Se un familiare/parente è disponibile a collaborare in ditta, è opportuno effettuare preventivamente una valutazione per quanto concerne il suo inquadramento previdenziale ed assistenziale.
Per tali aspetti, un importante punto di riferimento è la circolare n. 50/2018 dell’Ispettorato Nazionale del Lavoro (INL), la quale aveva fornito alcune precisazioni – condivise con il Ministero del lavoro, l’INPS e l’INAIL – in materia di collaborazioni rese dai familiari nell’impresa artigiana, agricola o commerciale ai fini dell’assoggettamento al relativo regime previdenziale.
In effetti uno dei nodi cruciali è proprio questo: è obbligatorio iscrivere il familiare all’Inps?
Secondo le indicazioni ispettive, in alcune ipotesi, quali ad esempio quella del familiare pensionato che non assicuri una presenza continuativa oppure del familiare che abbia già un impiego full time, è possibile ricondurre verosimilmente tali prestazioni ad esigenze solidaristiche temporalmente circoscritte e, conseguentemente, optare per un giudizio di occasionalità delle stesse con esclusione dell’obbligo di iscrizione alla relativa gestione previdenziale.
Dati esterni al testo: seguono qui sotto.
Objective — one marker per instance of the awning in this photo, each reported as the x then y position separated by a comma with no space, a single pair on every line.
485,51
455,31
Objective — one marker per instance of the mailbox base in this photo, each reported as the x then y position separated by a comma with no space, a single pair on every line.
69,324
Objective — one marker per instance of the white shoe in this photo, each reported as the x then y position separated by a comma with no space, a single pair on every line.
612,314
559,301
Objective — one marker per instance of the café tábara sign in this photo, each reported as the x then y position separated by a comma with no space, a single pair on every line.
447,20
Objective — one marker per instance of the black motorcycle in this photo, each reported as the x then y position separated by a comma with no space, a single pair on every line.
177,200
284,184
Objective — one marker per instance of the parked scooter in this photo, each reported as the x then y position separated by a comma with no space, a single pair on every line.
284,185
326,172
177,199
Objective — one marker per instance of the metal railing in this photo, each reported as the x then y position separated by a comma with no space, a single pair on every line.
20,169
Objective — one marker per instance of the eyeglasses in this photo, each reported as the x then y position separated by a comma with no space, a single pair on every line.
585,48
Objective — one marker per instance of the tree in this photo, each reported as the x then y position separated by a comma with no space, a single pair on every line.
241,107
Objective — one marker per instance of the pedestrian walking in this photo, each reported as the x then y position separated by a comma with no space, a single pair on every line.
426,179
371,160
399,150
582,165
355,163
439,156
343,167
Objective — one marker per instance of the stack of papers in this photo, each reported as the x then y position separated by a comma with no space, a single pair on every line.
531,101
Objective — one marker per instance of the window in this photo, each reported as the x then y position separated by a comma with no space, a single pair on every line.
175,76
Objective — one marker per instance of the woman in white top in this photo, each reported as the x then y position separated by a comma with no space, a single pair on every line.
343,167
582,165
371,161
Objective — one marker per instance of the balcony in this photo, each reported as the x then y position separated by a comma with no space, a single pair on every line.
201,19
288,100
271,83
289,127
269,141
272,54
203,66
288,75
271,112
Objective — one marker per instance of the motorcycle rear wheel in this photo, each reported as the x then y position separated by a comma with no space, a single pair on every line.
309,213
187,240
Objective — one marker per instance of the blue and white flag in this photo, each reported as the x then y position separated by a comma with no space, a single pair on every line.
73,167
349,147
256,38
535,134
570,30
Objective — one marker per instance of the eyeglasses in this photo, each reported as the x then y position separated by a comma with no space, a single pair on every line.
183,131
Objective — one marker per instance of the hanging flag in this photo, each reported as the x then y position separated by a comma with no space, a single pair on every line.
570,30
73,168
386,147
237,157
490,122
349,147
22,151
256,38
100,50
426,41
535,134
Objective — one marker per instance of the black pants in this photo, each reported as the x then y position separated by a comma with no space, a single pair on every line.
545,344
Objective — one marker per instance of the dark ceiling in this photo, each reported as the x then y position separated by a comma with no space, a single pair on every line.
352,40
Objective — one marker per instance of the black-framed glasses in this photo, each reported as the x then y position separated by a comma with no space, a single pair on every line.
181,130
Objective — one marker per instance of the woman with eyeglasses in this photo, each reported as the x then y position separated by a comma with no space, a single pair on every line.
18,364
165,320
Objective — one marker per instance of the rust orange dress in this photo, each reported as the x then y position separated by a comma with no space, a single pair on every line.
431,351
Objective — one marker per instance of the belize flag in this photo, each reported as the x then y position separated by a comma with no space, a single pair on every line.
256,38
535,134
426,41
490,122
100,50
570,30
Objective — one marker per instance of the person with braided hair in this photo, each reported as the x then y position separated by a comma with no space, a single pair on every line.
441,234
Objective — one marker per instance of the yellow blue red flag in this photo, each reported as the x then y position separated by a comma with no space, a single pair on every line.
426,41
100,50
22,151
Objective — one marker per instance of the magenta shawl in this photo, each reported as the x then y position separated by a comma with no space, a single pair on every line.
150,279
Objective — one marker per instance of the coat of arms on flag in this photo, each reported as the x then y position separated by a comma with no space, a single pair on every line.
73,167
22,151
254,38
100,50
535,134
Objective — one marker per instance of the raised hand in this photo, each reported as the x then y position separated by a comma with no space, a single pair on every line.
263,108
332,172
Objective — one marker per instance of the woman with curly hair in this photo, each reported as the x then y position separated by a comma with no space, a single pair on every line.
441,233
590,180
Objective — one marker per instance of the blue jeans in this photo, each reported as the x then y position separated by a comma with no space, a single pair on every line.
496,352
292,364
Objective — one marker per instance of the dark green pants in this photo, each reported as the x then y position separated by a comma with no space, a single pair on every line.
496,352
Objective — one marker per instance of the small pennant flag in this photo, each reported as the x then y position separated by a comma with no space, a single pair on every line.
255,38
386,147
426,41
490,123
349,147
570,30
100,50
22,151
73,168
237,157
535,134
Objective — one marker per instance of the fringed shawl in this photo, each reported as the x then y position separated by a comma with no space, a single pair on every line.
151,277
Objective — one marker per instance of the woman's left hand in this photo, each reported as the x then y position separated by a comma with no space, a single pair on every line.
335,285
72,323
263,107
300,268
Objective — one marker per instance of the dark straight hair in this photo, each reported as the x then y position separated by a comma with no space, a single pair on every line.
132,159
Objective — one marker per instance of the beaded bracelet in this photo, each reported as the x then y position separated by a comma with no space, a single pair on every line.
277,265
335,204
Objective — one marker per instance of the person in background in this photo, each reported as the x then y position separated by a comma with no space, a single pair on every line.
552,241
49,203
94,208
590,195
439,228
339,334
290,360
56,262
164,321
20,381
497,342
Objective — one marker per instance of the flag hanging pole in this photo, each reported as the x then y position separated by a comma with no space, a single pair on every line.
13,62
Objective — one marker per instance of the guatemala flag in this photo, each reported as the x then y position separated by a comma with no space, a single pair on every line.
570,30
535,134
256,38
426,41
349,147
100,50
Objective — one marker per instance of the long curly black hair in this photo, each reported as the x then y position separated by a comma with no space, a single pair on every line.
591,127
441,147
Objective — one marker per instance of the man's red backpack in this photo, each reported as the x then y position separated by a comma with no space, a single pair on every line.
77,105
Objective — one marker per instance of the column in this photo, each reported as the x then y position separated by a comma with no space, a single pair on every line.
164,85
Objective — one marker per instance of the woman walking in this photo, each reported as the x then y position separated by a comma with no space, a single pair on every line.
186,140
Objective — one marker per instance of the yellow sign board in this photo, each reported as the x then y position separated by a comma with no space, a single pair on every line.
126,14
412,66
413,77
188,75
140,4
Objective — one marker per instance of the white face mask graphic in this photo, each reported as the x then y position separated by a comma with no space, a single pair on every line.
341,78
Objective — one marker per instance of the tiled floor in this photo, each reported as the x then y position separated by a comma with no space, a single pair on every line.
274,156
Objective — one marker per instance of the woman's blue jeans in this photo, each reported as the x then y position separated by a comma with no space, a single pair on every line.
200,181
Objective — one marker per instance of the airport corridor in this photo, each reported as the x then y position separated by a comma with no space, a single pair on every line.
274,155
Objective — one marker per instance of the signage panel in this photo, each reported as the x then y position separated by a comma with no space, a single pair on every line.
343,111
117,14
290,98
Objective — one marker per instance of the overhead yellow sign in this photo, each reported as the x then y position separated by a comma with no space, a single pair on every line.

In tal caso occorrerebbe l’iscrizione all’Inail.
In altre ipotesi si è ritenuto di fornire al personale ispettivo un mero indice di valutazione di occasionalità della prestazione che, laddove utilizzabile in ragione degli elementi acquisiti, è analogo – ove ricorrano i medesimi presupposti – ai criteri adottati dal legislatore per il settore dell’artigianato (90 giorni nell’anno) e si basa sull’orientamento della giurisprudenza di legittimità formatosi per il settore del commercio, in ordine ai requisiti di abitualità e prevalenza della prestazione (di cui all’art. 2 della L. n. 613/1966).
Tale indice può risultare utile anche in relazione al settore turistico tenendo presente che, laddove si tratti di prestazione resa nell’ambito di attività stagionali, lo stesso indice (90 giorni nell’anno) andrà evidentemente riparametrato in funzione della durata effettiva dell’attività stagionale (ad es. per una durata stagionale di tre mesi, 90:365×90 = 22 giorni).
L’INL ribadisce, ad ogni buon conto, che il citato criterio di valutazione non è peraltro destinato ad operare in termini assoluti e che, qualora si prescinda dallo stesso, i verbali ispettivi dovranno essere puntualmente motivati in ordine alla ricostruzione del rapporto in termini di prestazione lavorativa abituale/prevalente.
In sintesi:
- Le prestazioni rese saltuariamente da parenti o affini dell’imprenditore, in particolare da pensionati o da impiegati full-time presso altro datore di lavoro, possono considerarsi quali collaborazioni occasionali di tipo gratuito, tali dunque da non richiedere l’iscrizione nella gestione previdenziale (né l’inquadramento come rapporto di lavoro subordinato), ma, generalmente, solo in quella assicurativa.
- In tutti gli altri casi è opportuno ricorrere all’inquadramento sia Inps sia Inail, eccetto il caso di non superamento dei suddetti limiti temporali (90 giorni nell’anno), che rimane, indubbiamente, di complessa dimostrazione.
Focus impresa familiare
Leggermente differente è l’istituto giuridico dell’impresa familiare (introdotto nel codice civile nel 1975, con la riforma del diritto di famiglia, e successivamente modificato nel 2016). Trattasi di una impresa di tipo individuale (non una società) in cui collaborano familiari dell’imprenditore. La legge, art. 230 bis del codice civile, prevede precisi diritti a tutela dei familiari che vi lavorano, in quanto spesso apportano un contributo fondamentale, anche se non formalizzato da un contratto di lavoro. Possono parteciparvi il coniuge, i parenti entro il terzo grado (genitori, figli, nonni, fratelli, nipoti) e gli affini entro il secondo grado (suoceri, cognati, generi, nuore). La norma sull’impresa familiare ha lo scopo di tutelare il lavoro dei familiari che contribuiscono all’attività imprenditoriale, riconoscendo loro diritti di natura economica e decisionale: infatti tali familiari hanno diritto a partecipare agli utili dell’impresa ed ai beni con essi acquistati, in proporzione alla quantità e qualità del lavoro prestato ed anche diritto a partecipare alle decisioni importanti dell’impresa (ad esempio, decisioni relative all’impiego degli utili, alla cessazione dell’impresa, alle modifiche dell’atto costitutivo).